だけど放射能があらゆる生き物に牙をむくのは当たり前じゃないか。
野生の動物が平然とうろついていたから勘違いした。
慌てて仲間達と一緒に一旦安全なところまで避難して体調を確認していく。
ラベちゃん達はまだ後遺症が残っているようだが体調が悪化することは収まったようだ。
少し安堵しながらも主力で大暴れしていたメガちゃん達の診察に移る。
何故かこちらはみなぴんぴんしており、特に苦しそうにしている子は居ない。
素人の見立てだからあまり頼りにはならないが丸で耐性があるかのようだ。
……そういえば実際にカニ以外はあのエリアに野生の個体が生息しているのを目撃している。

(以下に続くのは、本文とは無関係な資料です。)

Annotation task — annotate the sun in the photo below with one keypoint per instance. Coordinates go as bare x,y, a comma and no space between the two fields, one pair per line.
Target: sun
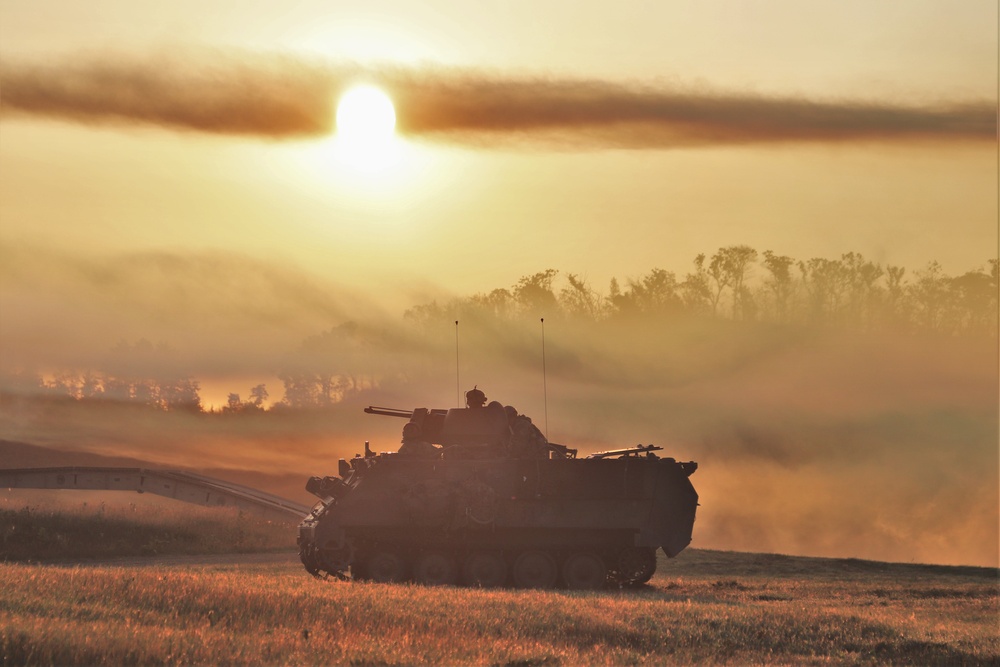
365,114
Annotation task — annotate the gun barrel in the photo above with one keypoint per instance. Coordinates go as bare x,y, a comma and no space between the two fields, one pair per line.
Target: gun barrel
389,412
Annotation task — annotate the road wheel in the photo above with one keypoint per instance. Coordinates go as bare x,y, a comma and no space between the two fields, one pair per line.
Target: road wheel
386,567
535,569
486,569
435,569
584,571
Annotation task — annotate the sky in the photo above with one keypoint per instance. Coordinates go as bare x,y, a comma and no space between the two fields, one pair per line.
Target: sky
170,171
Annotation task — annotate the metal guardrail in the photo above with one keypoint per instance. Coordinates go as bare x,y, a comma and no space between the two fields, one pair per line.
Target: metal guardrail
180,485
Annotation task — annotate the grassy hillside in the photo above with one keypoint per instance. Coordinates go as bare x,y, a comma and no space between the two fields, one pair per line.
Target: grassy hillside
703,607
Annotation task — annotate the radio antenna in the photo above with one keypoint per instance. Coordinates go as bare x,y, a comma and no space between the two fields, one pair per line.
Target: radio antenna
545,389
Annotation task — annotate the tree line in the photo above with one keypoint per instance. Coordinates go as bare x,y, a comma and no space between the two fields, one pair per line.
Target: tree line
739,283
735,284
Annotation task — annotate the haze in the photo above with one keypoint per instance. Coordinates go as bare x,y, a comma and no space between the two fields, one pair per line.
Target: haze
172,203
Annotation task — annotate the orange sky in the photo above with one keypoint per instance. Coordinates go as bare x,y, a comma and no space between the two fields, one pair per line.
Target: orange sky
167,173
831,128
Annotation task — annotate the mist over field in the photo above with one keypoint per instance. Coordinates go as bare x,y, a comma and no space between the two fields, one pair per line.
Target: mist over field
865,430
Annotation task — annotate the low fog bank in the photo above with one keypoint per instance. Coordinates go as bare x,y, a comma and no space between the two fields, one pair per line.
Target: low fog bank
810,441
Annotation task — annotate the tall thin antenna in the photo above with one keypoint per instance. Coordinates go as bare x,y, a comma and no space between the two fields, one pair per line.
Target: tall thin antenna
545,388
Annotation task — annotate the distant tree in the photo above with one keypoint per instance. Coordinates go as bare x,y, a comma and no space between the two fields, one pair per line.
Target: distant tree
579,300
930,294
258,396
695,290
720,279
534,296
735,262
780,283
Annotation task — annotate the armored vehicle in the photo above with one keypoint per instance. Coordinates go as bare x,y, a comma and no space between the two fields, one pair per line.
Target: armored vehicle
477,496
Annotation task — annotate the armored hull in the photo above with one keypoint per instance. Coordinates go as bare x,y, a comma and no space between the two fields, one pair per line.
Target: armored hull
472,517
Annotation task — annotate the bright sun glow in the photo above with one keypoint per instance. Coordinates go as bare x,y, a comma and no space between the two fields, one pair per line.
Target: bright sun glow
365,114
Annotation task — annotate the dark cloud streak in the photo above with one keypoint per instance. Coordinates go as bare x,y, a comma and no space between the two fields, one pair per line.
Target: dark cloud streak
283,97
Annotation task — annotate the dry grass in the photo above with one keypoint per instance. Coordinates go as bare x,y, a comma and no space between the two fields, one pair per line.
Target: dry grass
704,607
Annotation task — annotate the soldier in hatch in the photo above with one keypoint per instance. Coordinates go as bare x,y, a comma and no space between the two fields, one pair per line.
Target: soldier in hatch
414,446
475,398
526,441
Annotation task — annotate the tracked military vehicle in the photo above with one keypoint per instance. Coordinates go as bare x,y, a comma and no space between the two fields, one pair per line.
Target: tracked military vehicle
476,496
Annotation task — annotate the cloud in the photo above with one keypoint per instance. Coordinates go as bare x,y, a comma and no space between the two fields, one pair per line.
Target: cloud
285,97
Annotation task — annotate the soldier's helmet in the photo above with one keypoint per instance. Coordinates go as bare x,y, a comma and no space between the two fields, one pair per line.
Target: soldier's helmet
475,398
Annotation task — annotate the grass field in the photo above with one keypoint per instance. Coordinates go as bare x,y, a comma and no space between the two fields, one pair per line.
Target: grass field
703,607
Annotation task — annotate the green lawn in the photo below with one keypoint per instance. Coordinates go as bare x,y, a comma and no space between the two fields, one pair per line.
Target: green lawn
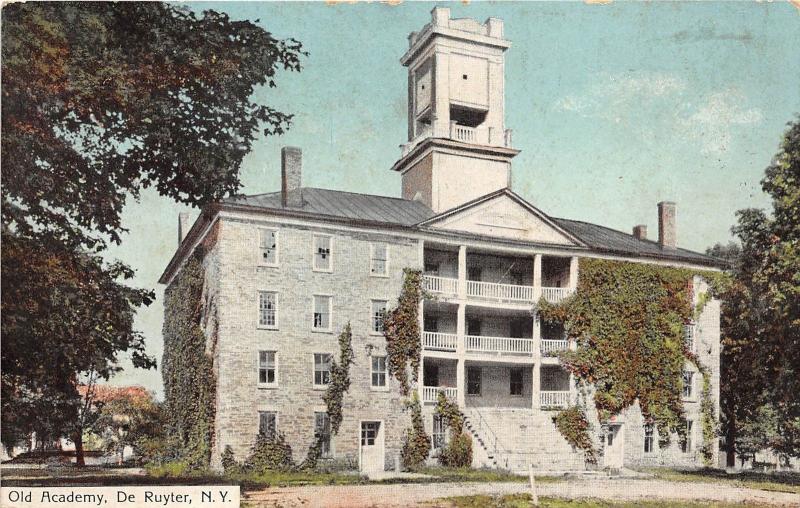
773,482
523,501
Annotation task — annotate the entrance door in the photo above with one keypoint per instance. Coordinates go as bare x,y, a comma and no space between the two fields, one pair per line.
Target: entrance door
614,452
371,456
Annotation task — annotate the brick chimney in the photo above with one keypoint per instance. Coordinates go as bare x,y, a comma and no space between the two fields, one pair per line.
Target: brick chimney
184,225
667,228
291,173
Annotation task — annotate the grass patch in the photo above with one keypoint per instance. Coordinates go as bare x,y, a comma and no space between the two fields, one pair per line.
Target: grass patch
523,501
771,482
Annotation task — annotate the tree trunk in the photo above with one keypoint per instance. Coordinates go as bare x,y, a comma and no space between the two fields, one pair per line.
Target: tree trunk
78,440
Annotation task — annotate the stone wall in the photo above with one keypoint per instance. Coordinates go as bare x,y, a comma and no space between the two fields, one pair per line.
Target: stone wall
294,397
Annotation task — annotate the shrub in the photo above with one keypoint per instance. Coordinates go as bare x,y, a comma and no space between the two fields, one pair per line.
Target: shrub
458,452
416,443
270,453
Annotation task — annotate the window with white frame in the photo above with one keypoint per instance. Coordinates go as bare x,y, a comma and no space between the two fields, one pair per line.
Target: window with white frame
688,336
379,259
649,438
378,315
322,369
688,384
378,371
266,368
267,309
268,423
322,312
322,432
322,252
686,445
268,246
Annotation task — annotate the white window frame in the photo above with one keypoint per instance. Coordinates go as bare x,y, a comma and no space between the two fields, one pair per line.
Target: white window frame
258,421
314,328
258,310
314,384
314,253
372,330
372,271
267,384
261,261
690,385
385,386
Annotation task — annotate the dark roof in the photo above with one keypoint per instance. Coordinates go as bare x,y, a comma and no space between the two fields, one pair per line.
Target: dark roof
606,239
404,212
345,205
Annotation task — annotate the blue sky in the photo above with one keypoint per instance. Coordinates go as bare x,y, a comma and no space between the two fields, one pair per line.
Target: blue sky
615,107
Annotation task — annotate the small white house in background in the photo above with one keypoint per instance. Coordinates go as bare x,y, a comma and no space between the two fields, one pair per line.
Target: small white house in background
289,269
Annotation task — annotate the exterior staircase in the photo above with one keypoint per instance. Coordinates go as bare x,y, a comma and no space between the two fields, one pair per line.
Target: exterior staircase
513,439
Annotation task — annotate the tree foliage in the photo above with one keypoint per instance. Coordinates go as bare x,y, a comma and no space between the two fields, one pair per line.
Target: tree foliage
761,313
628,319
100,101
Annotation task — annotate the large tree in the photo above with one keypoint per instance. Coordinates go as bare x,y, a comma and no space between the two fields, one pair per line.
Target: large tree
101,101
761,314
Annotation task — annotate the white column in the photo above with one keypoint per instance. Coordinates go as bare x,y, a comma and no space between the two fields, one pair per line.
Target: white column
573,272
462,272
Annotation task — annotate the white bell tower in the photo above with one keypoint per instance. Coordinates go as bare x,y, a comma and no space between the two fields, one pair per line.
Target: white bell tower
458,148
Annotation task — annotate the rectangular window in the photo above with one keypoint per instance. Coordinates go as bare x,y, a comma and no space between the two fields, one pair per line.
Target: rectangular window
322,252
268,245
439,434
688,388
267,309
322,369
515,381
378,315
688,336
686,446
322,431
379,259
648,438
322,312
268,423
266,367
473,380
378,371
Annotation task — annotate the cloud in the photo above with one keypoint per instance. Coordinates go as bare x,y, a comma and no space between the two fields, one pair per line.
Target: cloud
709,33
712,122
614,93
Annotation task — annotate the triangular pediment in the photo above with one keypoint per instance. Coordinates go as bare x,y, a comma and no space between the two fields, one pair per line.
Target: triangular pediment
503,214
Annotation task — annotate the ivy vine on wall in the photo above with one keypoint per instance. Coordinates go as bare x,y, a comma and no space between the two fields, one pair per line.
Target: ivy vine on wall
628,320
187,365
402,331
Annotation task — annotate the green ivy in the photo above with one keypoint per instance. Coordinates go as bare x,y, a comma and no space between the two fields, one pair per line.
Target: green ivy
334,394
458,452
402,332
628,320
416,443
187,366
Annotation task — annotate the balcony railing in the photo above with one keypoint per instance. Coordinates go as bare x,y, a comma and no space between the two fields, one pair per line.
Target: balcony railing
439,341
482,344
549,347
495,291
444,285
555,399
431,393
555,295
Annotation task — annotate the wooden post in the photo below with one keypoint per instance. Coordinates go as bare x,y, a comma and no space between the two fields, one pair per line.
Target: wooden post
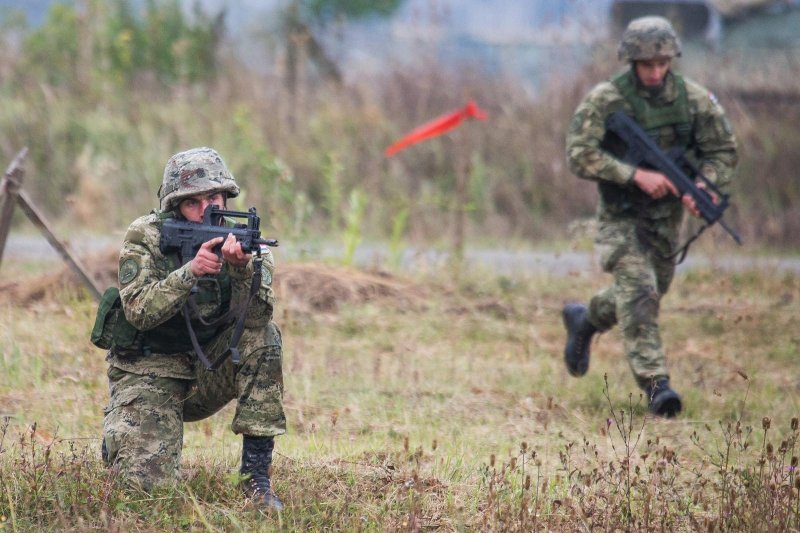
9,189
12,192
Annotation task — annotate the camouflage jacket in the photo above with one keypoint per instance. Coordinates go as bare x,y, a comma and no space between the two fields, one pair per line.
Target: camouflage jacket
713,145
153,291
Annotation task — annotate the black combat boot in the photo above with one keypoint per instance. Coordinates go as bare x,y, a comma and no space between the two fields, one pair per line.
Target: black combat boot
579,336
256,458
663,401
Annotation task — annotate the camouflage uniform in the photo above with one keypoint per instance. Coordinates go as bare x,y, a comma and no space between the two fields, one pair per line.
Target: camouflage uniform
157,383
637,234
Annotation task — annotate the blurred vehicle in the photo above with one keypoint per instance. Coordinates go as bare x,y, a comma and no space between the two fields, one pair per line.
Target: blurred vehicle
699,20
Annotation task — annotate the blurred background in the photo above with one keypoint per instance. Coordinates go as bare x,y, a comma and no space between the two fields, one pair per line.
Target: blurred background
301,97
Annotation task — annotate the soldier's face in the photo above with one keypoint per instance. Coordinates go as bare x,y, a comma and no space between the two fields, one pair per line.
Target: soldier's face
192,208
651,72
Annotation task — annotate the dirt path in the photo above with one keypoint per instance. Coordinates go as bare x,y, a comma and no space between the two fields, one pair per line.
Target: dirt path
506,262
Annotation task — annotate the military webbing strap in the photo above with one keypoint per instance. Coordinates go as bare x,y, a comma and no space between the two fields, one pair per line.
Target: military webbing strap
651,118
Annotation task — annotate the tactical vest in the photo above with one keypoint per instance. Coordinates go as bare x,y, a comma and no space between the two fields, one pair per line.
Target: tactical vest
113,331
653,119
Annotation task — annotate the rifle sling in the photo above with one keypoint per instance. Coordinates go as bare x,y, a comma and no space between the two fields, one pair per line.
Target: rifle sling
233,347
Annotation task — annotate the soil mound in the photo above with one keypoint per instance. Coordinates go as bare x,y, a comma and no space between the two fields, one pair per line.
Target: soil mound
299,287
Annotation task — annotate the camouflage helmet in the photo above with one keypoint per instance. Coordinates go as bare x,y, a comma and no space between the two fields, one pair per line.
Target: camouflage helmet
649,37
195,171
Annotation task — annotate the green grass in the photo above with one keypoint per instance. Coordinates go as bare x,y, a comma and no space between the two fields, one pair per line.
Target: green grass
450,410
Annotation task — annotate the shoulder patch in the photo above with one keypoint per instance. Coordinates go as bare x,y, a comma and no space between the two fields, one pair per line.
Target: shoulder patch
266,275
135,236
128,271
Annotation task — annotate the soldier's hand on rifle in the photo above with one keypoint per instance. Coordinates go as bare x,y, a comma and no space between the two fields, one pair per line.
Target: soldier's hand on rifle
206,261
690,204
232,252
655,184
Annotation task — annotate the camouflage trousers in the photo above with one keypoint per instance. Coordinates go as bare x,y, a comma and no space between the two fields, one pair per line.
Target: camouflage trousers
642,275
143,424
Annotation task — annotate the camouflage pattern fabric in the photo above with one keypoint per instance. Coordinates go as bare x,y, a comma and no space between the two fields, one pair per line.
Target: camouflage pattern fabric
649,37
195,171
633,246
151,396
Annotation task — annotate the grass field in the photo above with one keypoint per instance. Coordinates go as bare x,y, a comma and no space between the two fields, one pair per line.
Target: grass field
419,401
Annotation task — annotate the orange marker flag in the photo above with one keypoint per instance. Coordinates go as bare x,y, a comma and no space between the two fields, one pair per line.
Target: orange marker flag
437,126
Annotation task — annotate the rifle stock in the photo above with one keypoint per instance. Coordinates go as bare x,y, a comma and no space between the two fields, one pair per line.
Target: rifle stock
185,237
643,151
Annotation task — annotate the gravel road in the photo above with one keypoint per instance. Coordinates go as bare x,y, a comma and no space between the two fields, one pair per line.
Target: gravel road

放射能に耐性がある動物とない動物がいるのかもしれない。
……環境対策が必須なだけじゃなくて連れ込める動物にも制限があるとか、もう勘弁してくれよ。
『これまで経験してきた嫌な点を煮詰めたようなエリアだね……』
二百二十九頁目
このまま引き返したい気分だけど、まだラベちゃん以外は仲間も装備も万全なままだ。
もう少しだけ調べようと自身に活を入れて進み直す。
もちろんラベちゃんは置いていき、代わりにカニに騎乗しておく。
その上で前には絶対に出ず、メガちゃんとスピノの後ろをついていく形にする。
相変わらず高品質サドルを装備したメガちゃん軍団は強く今のところ敵なしだ。
何なら敵として現れるメガちゃんも捕獲することも考えたが、現状でこのエリアに長居するのは危険だと判断してそれは見送っておいた。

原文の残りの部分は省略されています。